Franz Vila: straight out of two decades cave

     Last seen in 1990 with Lisa Welch in Copenhagen. Since then not heard of again. Speculations that he was abducted by the CIA or secretly killed by guerrillas or that he died of AIDS were not uncommon. Only in 1998 his name seen in Siberia, Bonn and New York next to subtle movement dancer, Maureen Flemming, and rich note composer, Phillip Glass, collaborating in a non-surprising piece called "EROS". Not surprising because Franz' most important piece in the seventies was "M'Eros" and his videos "FaXion", "Movieyeur" and "Xex" had have cult distribution for almost two decades through "Monday Wednesday Friday Video Club"(1) of New York and "Facets Multimedia" of Chicago.

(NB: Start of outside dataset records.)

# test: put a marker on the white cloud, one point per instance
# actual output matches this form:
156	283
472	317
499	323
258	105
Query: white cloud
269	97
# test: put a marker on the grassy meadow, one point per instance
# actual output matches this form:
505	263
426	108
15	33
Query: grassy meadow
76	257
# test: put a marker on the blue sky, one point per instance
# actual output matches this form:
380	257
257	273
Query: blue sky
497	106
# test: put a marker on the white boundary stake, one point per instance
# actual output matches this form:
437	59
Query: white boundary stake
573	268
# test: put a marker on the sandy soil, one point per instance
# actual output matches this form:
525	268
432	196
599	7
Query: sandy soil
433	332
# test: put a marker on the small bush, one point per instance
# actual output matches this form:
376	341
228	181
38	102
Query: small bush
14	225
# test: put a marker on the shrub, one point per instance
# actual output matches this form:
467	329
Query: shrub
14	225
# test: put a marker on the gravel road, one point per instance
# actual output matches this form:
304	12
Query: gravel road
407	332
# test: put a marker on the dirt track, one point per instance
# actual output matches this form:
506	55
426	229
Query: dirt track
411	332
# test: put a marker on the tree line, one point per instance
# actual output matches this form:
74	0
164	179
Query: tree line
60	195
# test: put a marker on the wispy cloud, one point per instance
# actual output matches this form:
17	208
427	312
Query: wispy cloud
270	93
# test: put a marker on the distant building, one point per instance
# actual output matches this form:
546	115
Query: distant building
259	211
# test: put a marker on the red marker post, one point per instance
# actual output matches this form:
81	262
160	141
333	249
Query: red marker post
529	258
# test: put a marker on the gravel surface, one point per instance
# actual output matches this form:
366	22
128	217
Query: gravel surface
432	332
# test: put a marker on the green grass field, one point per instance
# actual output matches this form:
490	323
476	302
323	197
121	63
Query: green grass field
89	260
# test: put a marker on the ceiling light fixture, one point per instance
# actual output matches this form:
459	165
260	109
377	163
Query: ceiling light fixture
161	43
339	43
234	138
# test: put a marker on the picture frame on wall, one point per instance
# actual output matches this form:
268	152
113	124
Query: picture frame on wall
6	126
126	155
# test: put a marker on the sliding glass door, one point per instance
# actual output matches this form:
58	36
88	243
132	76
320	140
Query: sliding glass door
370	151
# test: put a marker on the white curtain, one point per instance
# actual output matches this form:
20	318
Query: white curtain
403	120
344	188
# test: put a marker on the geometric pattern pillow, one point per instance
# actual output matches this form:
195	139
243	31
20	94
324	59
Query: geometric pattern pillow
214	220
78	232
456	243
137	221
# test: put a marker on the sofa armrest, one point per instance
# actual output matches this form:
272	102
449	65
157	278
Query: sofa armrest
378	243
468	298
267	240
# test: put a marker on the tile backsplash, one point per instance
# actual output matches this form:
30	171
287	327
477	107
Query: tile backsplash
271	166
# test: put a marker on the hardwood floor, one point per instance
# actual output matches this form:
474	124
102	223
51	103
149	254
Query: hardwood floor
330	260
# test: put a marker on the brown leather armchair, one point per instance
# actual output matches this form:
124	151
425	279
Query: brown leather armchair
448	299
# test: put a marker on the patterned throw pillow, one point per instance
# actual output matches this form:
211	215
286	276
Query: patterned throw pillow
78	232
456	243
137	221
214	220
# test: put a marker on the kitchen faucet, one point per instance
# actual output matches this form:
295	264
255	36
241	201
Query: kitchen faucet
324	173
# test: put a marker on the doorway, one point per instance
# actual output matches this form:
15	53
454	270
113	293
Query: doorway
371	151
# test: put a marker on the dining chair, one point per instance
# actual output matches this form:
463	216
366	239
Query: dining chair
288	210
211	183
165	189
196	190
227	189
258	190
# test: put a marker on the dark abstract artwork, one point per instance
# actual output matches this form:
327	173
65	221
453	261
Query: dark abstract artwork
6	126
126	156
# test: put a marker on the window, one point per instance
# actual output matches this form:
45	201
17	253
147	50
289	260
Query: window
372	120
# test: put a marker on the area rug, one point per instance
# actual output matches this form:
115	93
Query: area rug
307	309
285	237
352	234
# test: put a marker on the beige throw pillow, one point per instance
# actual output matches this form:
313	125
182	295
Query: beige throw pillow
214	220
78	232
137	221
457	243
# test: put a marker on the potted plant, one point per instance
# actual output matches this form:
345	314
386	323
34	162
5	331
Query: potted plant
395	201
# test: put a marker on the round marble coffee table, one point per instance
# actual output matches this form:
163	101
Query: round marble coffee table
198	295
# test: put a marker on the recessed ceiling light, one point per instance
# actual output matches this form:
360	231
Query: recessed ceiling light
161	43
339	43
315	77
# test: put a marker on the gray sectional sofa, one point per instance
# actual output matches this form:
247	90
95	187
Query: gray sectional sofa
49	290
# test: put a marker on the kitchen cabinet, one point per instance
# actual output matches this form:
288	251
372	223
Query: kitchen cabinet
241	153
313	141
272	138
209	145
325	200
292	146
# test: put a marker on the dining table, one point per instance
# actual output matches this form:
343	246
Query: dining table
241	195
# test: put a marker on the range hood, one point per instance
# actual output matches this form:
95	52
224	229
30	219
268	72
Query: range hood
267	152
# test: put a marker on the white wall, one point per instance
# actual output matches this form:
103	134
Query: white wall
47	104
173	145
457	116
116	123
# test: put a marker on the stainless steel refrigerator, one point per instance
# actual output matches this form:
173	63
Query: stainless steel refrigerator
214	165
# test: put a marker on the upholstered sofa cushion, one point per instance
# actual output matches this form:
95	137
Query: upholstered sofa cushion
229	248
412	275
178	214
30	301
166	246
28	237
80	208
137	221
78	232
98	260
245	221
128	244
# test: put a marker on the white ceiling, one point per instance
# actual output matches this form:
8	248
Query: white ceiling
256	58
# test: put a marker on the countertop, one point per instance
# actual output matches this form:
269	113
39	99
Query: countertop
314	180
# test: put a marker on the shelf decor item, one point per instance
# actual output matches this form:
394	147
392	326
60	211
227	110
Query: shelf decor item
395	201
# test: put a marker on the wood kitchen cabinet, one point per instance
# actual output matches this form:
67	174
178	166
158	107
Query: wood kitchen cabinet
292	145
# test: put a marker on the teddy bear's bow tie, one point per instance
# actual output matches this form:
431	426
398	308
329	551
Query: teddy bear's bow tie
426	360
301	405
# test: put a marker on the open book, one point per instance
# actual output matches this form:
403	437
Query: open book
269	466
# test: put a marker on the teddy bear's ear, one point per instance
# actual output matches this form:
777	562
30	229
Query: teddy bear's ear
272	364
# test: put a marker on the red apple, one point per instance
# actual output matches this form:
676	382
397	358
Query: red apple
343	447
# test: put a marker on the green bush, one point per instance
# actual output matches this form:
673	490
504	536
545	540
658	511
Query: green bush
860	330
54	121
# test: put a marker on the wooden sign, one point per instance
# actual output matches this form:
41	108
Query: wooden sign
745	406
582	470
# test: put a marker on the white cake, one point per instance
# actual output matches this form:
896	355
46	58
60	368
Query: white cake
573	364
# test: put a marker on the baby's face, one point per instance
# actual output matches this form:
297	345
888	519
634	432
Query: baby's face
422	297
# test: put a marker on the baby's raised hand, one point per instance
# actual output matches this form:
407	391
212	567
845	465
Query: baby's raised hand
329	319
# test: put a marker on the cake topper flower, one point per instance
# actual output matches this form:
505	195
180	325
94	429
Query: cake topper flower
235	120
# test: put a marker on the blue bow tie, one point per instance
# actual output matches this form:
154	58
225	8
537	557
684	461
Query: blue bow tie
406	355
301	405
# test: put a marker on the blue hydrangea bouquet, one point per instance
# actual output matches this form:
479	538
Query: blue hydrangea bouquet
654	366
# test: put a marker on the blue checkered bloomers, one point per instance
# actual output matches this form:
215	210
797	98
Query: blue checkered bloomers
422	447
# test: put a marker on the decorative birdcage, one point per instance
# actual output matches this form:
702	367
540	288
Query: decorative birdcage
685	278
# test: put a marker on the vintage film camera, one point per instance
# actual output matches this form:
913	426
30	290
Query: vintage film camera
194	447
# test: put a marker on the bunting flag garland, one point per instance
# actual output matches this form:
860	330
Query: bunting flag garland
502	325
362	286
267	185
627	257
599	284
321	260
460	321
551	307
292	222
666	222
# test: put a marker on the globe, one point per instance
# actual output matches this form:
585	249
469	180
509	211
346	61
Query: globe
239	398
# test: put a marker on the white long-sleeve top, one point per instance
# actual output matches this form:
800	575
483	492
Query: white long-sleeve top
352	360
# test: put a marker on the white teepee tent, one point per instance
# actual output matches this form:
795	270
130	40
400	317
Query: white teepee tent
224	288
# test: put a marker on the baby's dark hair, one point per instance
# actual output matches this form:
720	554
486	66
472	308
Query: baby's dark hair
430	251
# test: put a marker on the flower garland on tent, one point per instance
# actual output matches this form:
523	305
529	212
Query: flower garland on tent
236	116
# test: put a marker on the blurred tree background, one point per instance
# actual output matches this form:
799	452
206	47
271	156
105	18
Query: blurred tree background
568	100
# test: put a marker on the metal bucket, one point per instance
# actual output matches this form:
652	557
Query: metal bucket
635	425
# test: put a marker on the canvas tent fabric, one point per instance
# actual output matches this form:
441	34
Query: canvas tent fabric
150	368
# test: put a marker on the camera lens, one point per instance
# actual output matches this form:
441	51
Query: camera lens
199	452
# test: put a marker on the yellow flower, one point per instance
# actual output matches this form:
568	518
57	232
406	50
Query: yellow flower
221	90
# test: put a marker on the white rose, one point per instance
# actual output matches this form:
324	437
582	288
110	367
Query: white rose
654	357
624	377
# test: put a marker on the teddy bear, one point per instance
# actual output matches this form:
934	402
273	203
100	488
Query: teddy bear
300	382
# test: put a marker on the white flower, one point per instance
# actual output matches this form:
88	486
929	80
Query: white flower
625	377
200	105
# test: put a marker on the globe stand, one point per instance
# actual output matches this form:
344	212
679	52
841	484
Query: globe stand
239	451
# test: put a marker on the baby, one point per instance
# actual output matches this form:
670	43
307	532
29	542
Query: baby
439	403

     What it is surprising is that today Franz Vila dares to come out of his cave in one corner of minuscule Gallery X. We have to remember that with the exception of his little known but great and long rapport with Leo Castelli, Franz always avoided dealers and galleries. As a mater of fact, his work has never been shown in a gallery. "Reaganoics" , for example, was only shown in the Potato Wolf series in PBS affiliates and the The Kitchen in Soho. His installation of painted cans, "Flea Market", was only shown in the Sea Street with Collab artists in Coney Island. The closest to a gallery show was his mobile "Citizens" and his sculpture "Power" at "ABC NO RIO" on Rivington Street and the "A. Moore Store Show" at Broom Street, which Brooks Alexander Gallery sponsored.

     His habit of showing at unconventional places like the Brooklyn Terminal Show brought him to his relationship to spontaneous artist Keith Haring when young Keith started making his drawings in the black poster panels of New York subways. None the less, Franz's habit explains his over-enthusiasm for the "Time Square Show"(2) which he has always considered the apex and turning point of alternative art in the history of the American art scene.

     The buzz about Franz Vila is that he is the pro-new-criteria artist.
1. He denies to have a recognizable style, none of his pieces look alike or look as if made by the same artist.
2. He solemnizes imperfections or mistakes. He is probably the only artist who uses hi-tech to produce lo-tech art. All his videos are in VHS, he doesn't have any originals in Betacam or 3/4's even though for over twenty years he has had access to three-chip cameras and the Betacam studio of architectural installations video artist Dieter Froese(3).
3. He takes unbelievable time to make a piece. It took him 10 years to make the 10 minutes video "Danna Gittele" - a year to write it, three years to shoot it and six years to edit it - changing every single detail thousands of times. Even international humor sculptor, Tom Otterness', cash incentive of $200 nor Guggenheim awarded video artist, Shalom Gorewitz', suggestion of the "Experimental Television Center" for which Franz won a residency twice, could get Franz to speed up his pace. He finished it years later, when supporters had given up thinking he will ever finish it.

     And now out of justified curiosity to see this new part of his art work and to provide many with the chance to meet him for the first time Gallery X and Stefan Eins Fashion Moda will present his one time show from 1 to 6 PM only on June 4th, 2000 at the Gallery X on 23 West 129th Street.

Considering this unavoidable short notice we encourage the press to call us prior to the event and the public to please RSVP Gallery X at (212) 534-7044

____________________________________________________________

1. Descriptions found under Franz Vila in the listing of http://brickhaus.com/amoore/

2. Article on page 50 in Art Forum, October, 1980. Also in Art in America and other publications.

3. A review could be found on page 122-3 of "New Media in Late 20th Century Art" by Michael Rush, London Tens & Hudson.